# What is your method for Shooting Accuracy



## survival (Sep 26, 2011)

What is your method for shooting accuracy with any given handgun, long rifle etc? Here is my checklist.

1. Check all safety functions. If I know there is nothing beyond my target, to the sides of me (children or pets running around), knowing that I have my muffs and glasses on, then I'm at ease and more relaxed. 

2. Squeezing the trigger and staying in the back end position of the trigger pull (trigger control), which I just learned this year and have never seen anyone doing this as I grew older until this year. For those that don't know, check on youtube trigger control where you can hear the clicks of the gun resetting itself causing less squeeze of the trigger each time, more control and better accuracy.

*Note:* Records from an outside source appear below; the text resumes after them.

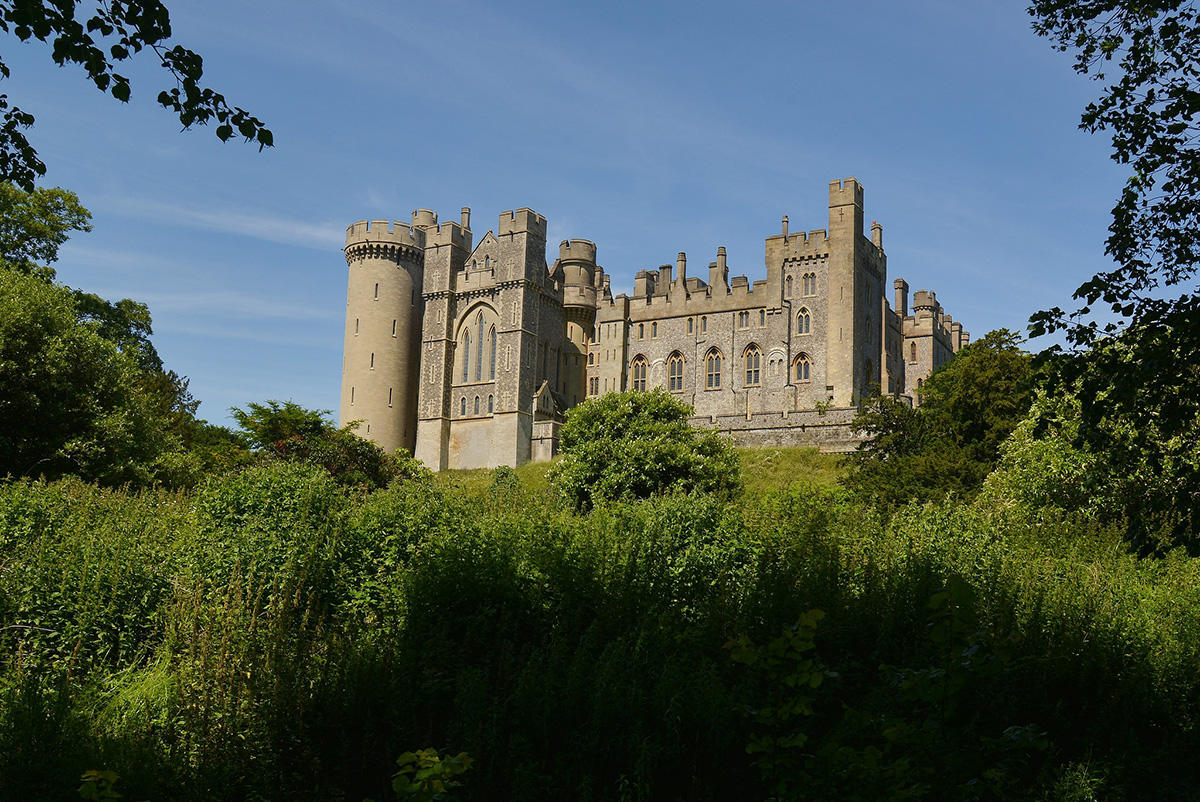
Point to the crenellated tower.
(383, 324)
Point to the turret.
(383, 328)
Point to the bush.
(627, 446)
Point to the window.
(479, 355)
(466, 355)
(753, 359)
(492, 370)
(713, 370)
(803, 369)
(675, 372)
(803, 322)
(639, 371)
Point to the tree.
(289, 432)
(949, 443)
(113, 31)
(1139, 375)
(623, 446)
(71, 402)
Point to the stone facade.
(468, 355)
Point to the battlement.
(845, 192)
(382, 231)
(448, 234)
(522, 221)
(577, 250)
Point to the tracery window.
(753, 359)
(713, 370)
(640, 367)
(803, 371)
(675, 372)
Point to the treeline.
(271, 635)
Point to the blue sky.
(648, 127)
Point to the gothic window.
(479, 354)
(753, 359)
(466, 357)
(640, 370)
(675, 372)
(713, 370)
(492, 369)
(803, 369)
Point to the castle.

3. Shooting tons (and I mean tons) of .22 with both handguns and rifles. I have enough brass in buckets to fill a small pond right now. The more I shoot, the better I feel when I shoot a higher caliber of gun and the more accurate I hit. The first few rounds will still be off, but I can pin point it now to where I'm 1/2" MOA to the target. 

4. Breathing: The old fashioned teaching of taking a few deep breaths, then one large one and letting out and stopping halfway through and squeezing the trigger. With my muffs on, I can feel my heart beating, which I'm now at a point where I'm trying to fire the round in between my heart beats. Yeah, I read too many shooting/army/sniper books! but it works!

5. Safely dry firing my gun(s). Just like kids do with their cowboy hats on at halloween in front of the mirror, this is what I do as well. I found this technique out when I wanted to fire 4 15 round mags as fast as I could and I was shaking like I was in sub zero weather. For what ever reason, all the breathing, squeezing and other methods above go out the window when your in a time of stress on shooting a gun. Practice these methods safely (non loaded) inducing stressful events (running, drop to ground, pulling mags out of your pockets, with your web gear (ALICE), ducking behind barriers etc).

The biggest thing is to know your gun inside and out. Don't wait "until the day" to take that split second to know where the safety, slide release, mag release is located. Pick the gun up once and awhile (at least once a week) and practice. When you have it in your hand, learn the Full Metal Jacket quote: "This is my rifle. There are many others like it, but this one is mine. My rifle is my best friend. It is my life. I must master it as I must master my life. Without me, my rifle is useless. Without my rifle, I am useless. I must fire my rifle true. I must shoot straighter than my enemy, who is trying to kill me. I must shoot him before he shoots me. I will. Before God I swear this creed: my rifle and myself are defenders of my country, we are the masters of our enemy, we are the saviors of my life. So be it, until there is no enemy, but peace. Amen." 

Ok, you don't have to say the Full Metal Jacket quote each time, but at least say the first few lines. lol! ::redsnipe::


----------



## Denton (Sep 18, 2012)

Yup, I agree. Pull the trigger of the handgun, squeeze the trigger of the rifle. 
With the rifle, shoot between heartbeats as best as possible. It is easy to do that at the range, might not be so easy when the heartbeat is through the roof due to an "OH CRAP!" situation. In spot calisthenics could simulate, that, huh? I'm sure the other shooters at the range will think you've lost your mind, but those who know you will know the truth. 

There really isn't anything better than cleaning your weapons as a way to get to know them. Man alive, anyone who can't still remember how to strip, clean and reassemble the .45 1911 and the M16, even after 20 years removed from the army, must have been a cook!


----------



## AquaHull (Jun 10, 2012)

I ride my stationary bike and lift some weights to get my heart rate up, then I practice some SD drills with the pistol mostly. The long guns don't see as much use.

I shoot much better with a resting heart rate though.


----------